In cancers with peritoneal spread, the response to intravenous chemotherapy is limited or poor. There are various reasons for this:
- The barrier between the blood and the peritoneum (plasma-peritoneal barrier)
- Poor blood supply to the peritoneum
- Poor oxygenation of cancer cells
- Weak apoptosis (cell death) potential in hypoxic (low oxygen) tumor cells
- Diffuse inflammatory reaction surrounding tumor cells
For these reasons, intravenous drugs have difficulty to reach tumors in the peritoneum and their effectiveness decreases. In particular, due to the plasma-peritoneal barrier, drugs can only reach the peritoneum in small amounts and reach the bone marrow and other organs in much higher amounts. This leads to decreased efficacy against the tumor and increased side effects. For this reason, intra-peritoneal chemotherapy was considered for cancers that have spread to the peritoneum and the method of cytoreduction + hyperthermic intraperitoneal chemotherapy (CRS-HIPEC) was introduced. Cytoreduction means the removal of all tumor foci that have spread to the peritoneum during surgery. Hyperthermic intraperitoneal chemotherapy is popularly known as 'hot chemotherapy'. Chemotherapy drug in about 4 liters of liquid is administered into the abdominal cavity at 41-42 degrees for 60-90 minutes.
Hyperthermia is thought to increase the effect of chemotherapy directly and indirectly. In addition to directly increasing cell death, high temperature increases drug entry into tumor cells and the sensitivity of tumor cells to drugs. As a result, the effect of chemotherapy applied to the peritoneum is increased.
CRS-HIPEC (hot chemotherapy) is the main treatment for pseudomyxoma peritonei and peritoneal mesothelioma. In colorectal cancers (colon cancer, rectal cancer), cure (complete recovery) is possible in selected patients.
In stomach cancer, CRS-HIPEC (hot chemotherapy) applications have been increasing in recent years. Spread to the peritoneum is common in gastric cancer, and most of the time, the peritoneum is the only site of spread. Hot chemotherapy treatment in gastric cancer should be performed in very well selected patients. The peritoneal cancer index (PCI), which indicates the extent of the disease, should be low. In other words, the disease should not have spread too much. Complete cytoreduction (CC-0) must be performed. In other words, all visible cancer foci should be removed. The patient's age, general condition and additional diseases should be taken into consideration. Otherwise, treatment cannot be successful. When appropriate patient selection is made, it is the treatment with the best results in gastric cancers that have spread to the peritoneum. Current publications indicate that cure (complete recovery) can be achieved in some patients with appropriate patient selection.
There is also the option of hot chemotherapy for ovarian cancer. Ovarian cancer is one of the most common causes of cancer-related death in women. Promising results have been obtained with hot chemotherapy in many studies. Studies on this subject are ongoing. Studies on hot chemotherapy are also being conducted in some other cancer types.

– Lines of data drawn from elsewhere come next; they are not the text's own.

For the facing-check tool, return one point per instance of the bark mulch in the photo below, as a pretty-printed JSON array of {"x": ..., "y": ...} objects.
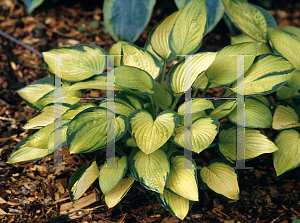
[{"x": 35, "y": 192}]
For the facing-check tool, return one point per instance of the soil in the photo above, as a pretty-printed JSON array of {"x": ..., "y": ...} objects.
[{"x": 35, "y": 192}]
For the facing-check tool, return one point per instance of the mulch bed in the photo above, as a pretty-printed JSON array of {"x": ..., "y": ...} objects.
[{"x": 35, "y": 192}]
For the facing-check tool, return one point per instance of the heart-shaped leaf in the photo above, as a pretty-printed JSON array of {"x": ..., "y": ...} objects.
[
  {"x": 151, "y": 134},
  {"x": 203, "y": 132},
  {"x": 96, "y": 82},
  {"x": 82, "y": 179},
  {"x": 198, "y": 105},
  {"x": 223, "y": 109},
  {"x": 33, "y": 147},
  {"x": 116, "y": 50},
  {"x": 135, "y": 79},
  {"x": 68, "y": 97},
  {"x": 286, "y": 44},
  {"x": 256, "y": 143},
  {"x": 188, "y": 30},
  {"x": 224, "y": 68},
  {"x": 89, "y": 129},
  {"x": 44, "y": 117},
  {"x": 285, "y": 117},
  {"x": 180, "y": 79},
  {"x": 182, "y": 180},
  {"x": 121, "y": 107},
  {"x": 150, "y": 170},
  {"x": 214, "y": 11},
  {"x": 267, "y": 74},
  {"x": 126, "y": 20},
  {"x": 141, "y": 58},
  {"x": 243, "y": 38},
  {"x": 177, "y": 205},
  {"x": 248, "y": 18},
  {"x": 36, "y": 90},
  {"x": 286, "y": 92},
  {"x": 162, "y": 98},
  {"x": 221, "y": 178},
  {"x": 115, "y": 195},
  {"x": 287, "y": 156},
  {"x": 202, "y": 81},
  {"x": 58, "y": 138},
  {"x": 77, "y": 62},
  {"x": 72, "y": 112},
  {"x": 257, "y": 114},
  {"x": 159, "y": 37},
  {"x": 109, "y": 178}
]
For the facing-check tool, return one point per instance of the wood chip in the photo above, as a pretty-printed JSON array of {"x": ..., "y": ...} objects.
[{"x": 79, "y": 204}]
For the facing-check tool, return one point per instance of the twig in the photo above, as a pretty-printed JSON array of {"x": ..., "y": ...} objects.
[{"x": 20, "y": 43}]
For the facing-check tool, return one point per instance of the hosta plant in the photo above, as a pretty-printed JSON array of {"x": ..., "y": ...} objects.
[{"x": 145, "y": 122}]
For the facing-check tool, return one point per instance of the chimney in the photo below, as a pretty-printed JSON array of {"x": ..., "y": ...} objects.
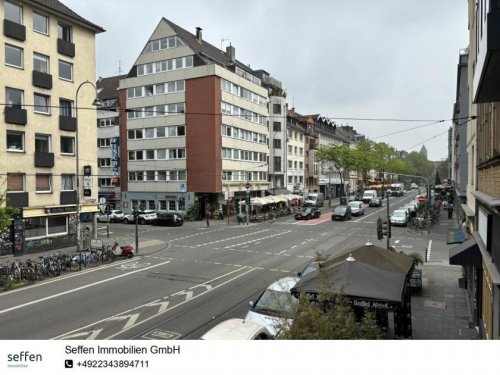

A multidisciplinary approach with surgery, medical oncology and other related departments is required in the application of hot chemotherapy. Factors such as the patient's age, general condition, comorbidities, the extent of the disease (peritoneal cancer index, PCI), the source of the disease (appendix, colon, stomach, etc.), whether the patient has received chemotherapy before, response to chemotherapy, possible side effects of the drug to be used should be taken into consideration when making a surgical decision.